In this study, mean SBP in the doxazosin group was about 2 to 3 mm Hg higher than in the chlorthalidone group; mean DBP was the same. How much of the differences in CVD end points might be accounted for by the 3–mm Hg difference in SBP? In SHEP, a 12–mm Hg lowering of SBP with a chlorthalidone-based regimen produced a 49% reduction in CHF incidence, while in the Systolic Hypertension in Europe Trial, a 10–mm Hg difference between the nitrendipine and placebo groups was associated with a (nonsignificant) 29% lower CHF rate.^{7 ,9} These data suggest that a 3–mm Hg higher SBP could explain a 10% to 20% increase in CHF, but not a doubling of the risk. Similar calculations for stroke based on a meta-analysis of all diuretic/β-blocker–based treatment trials¹⁰ and for angina based on data from the Hypertension Detection and Follow-up Program¹¹ suggest that 3 mm Hg could account for a 15% to 20% increase in stroke risk and about a 12% increase in angina risk. Thus, the observed BP differential may explain much of the stroke and angina differences observed between chlorthalidone and doxazosin in ALLHAT.

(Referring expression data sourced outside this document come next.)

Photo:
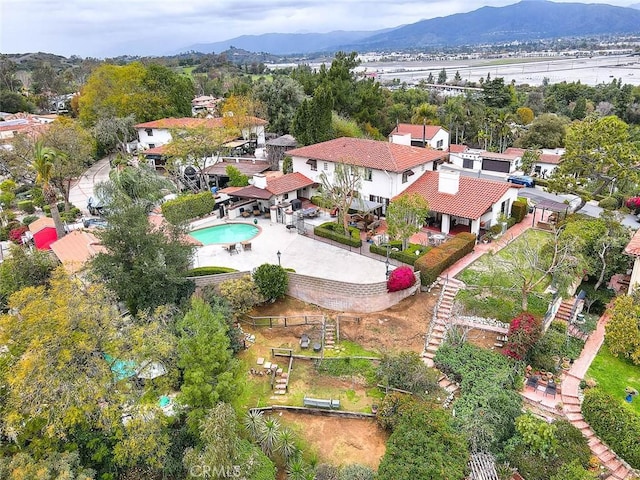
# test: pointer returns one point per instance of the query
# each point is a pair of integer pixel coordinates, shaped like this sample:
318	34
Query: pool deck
305	255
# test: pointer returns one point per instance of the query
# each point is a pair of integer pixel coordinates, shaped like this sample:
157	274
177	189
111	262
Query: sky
103	28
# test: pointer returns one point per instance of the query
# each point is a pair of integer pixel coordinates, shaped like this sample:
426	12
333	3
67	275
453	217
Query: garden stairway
439	322
329	334
617	468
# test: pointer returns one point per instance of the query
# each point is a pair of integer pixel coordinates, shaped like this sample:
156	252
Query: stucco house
433	136
387	168
466	203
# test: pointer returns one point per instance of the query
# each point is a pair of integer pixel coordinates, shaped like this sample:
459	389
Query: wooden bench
321	403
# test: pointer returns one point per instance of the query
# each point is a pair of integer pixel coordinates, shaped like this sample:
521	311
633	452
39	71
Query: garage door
495	165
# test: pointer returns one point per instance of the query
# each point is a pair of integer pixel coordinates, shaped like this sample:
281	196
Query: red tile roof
633	248
417	131
276	186
474	197
190	122
457	148
369	154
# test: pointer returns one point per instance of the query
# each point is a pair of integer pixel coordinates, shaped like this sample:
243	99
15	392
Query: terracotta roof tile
633	248
474	197
190	122
369	153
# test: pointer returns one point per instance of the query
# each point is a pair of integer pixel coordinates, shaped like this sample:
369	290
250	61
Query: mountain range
524	21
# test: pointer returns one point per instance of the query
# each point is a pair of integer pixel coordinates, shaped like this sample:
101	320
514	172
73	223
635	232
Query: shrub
188	207
608	203
408	255
15	235
438	259
615	423
29	219
524	331
271	280
519	209
334	231
202	271
26	206
400	279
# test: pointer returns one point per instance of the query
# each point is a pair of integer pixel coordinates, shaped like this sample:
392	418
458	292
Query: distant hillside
524	21
527	20
284	43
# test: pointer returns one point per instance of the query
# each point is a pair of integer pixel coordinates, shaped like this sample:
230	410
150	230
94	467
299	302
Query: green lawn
614	374
493	286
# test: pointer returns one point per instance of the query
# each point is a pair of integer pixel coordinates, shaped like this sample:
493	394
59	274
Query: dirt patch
400	328
340	441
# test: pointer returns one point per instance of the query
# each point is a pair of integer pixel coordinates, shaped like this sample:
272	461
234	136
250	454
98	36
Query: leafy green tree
623	330
272	281
405	216
24	268
598	151
44	161
144	265
236	178
204	355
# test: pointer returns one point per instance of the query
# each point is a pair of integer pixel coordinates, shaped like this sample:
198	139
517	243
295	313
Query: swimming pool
228	233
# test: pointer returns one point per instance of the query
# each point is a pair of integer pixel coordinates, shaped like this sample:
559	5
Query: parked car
522	180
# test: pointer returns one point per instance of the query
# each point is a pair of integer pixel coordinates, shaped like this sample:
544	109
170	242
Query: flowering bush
15	235
633	203
524	331
400	279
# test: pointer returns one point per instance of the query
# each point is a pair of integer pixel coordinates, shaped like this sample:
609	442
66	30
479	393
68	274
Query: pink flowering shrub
400	279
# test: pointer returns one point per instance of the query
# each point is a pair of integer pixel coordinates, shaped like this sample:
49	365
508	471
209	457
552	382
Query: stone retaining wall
331	294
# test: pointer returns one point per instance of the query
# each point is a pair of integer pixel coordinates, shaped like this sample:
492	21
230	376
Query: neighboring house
267	192
432	136
466	203
499	164
387	168
548	162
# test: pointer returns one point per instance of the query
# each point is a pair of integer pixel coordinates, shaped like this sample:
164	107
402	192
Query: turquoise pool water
229	233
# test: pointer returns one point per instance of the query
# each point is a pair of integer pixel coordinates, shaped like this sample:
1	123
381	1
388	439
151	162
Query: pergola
551	206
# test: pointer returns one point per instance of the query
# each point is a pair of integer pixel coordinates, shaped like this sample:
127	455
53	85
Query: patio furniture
532	382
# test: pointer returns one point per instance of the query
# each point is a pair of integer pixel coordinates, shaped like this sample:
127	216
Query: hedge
26	206
187	207
328	230
519	209
202	271
407	256
438	259
615	423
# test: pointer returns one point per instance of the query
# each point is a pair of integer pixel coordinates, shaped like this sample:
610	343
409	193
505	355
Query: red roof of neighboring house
190	122
633	248
369	154
457	148
550	158
474	197
417	131
276	186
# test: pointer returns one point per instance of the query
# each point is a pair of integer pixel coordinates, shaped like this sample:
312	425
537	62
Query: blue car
521	180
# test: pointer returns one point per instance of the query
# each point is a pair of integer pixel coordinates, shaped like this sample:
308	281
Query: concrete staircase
440	320
617	468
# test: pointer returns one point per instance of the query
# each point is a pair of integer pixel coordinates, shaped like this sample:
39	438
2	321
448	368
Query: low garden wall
331	294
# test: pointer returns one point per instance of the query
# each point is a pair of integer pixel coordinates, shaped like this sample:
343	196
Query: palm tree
43	163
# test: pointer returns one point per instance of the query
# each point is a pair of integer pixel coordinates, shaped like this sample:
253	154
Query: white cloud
108	27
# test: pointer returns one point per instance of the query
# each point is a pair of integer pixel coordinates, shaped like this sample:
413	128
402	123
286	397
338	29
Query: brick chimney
260	180
448	181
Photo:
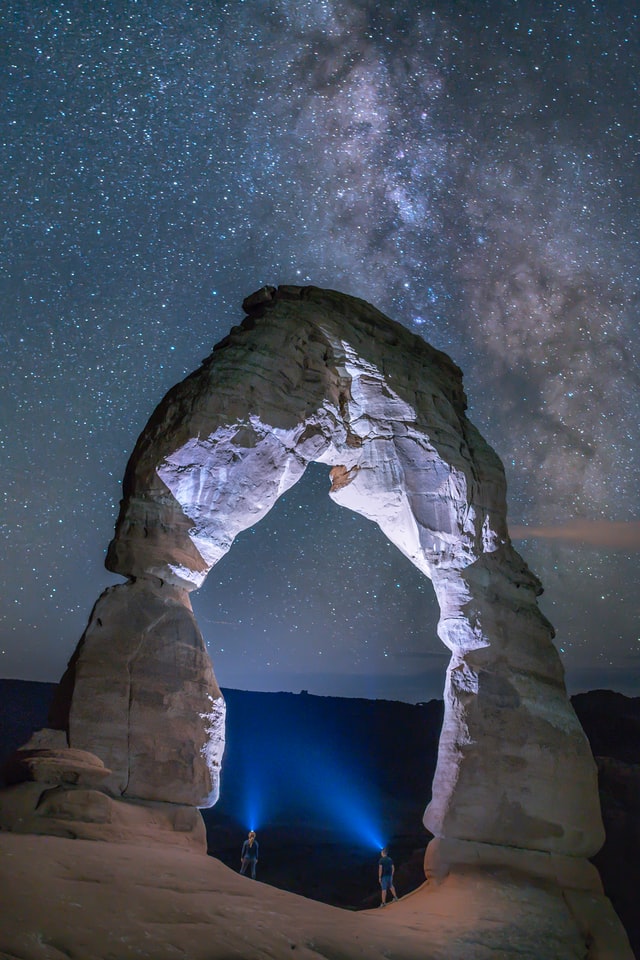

Heart failure affects nearly 4.6 million people in the United States, is a major cause of morbidity and mortality, and is the most common hospital discharge diagnosis among patients older than 65 years.¹² In the Framingham Heart Study, 90% of heart failure cases were preceded by hypertension.¹³ In hypertensive patients especially, left ventricular hypertrophy is a common precursor of heart failure.¹⁴ It is now recognized that both α₁-adrenergic and β-adrenergic activation are related to cardiac hypertrophy, and that α-adrenergic receptors share common intracellular signaling pathways with other hypertrophic growth factors such as endothelin and angiotensin II.^{15 - 16} The largest and longest previous trial testing a diuretic and an α-blocker, the Treatment of Mild Hypertension Study, reported that left ventricular mass was reduced in the chlorthalidone arm compared with placebo, while the change in the doxazosin arm was indistinguishable from placebo.¹⁷ In 2 smaller, shorter trials without a placebo comparison, trends toward greater left ventricular mass reductions in the diuretic vs α-blocker group were seen.^{18 - 19} α-Blockers increase plasma volume²⁰ and may increase plasma norepinephrine levels.²¹ Whether these 2 changes may have contributed to the increased incidence of heart failure cannot be determined from the present study. Also, it is unknown whether α-adrenergic responsiveness is increased or decreased in hypertensive or heart failure patients.²² Thus, currently available mechanistic evidence neither supports nor refutes the biological plausibility of the ALLHAT CHF findings with regard to doxazosin.

In the "Sixth Report of the Joint National Committee on Prevention, Detection, Evaluation, and Treatment of High Blood Pressure," recommendations on initial drug choices for treating hypertension include α-blockers as a possible consideration, especially if the comorbid conditions of dyslipidemia and/or prostatism are present.²³ In this comparative trial, doxazosin was less effective than chlorthalidone in lowering SBP, leading to increased use of Step 2 and Step 3 drugs. Also, more people discontinued doxazosin than chlorthalidone. Thus, ALLHAT results demonstrate that chlorthalidone is superior to doxazosin as a first-line antihypertensive drug in a diverse group of older hypertensive patients with other CVD risk factors. However, the use of doxazosin as part of a multidrug regimen for treating hypertension alone or hypertension with symptoms of benign prostatic hypertrophy was not tested in this trial. Since ALLHAT was not a placebo-controlled trial but rather an active-controlled one, the study does not allow an assessment of whether doxazosin is better than placebo.

ALLHAT is continuing for participants in the remaining antihypertensive treatment arms and those in the lipid-lowering trial component. The trial is likely to provide important information about other pharmacological treatments of hypertension and the utility of lipid-lowering therapy in older, moderately hypercholesterolemic persons with hypertension.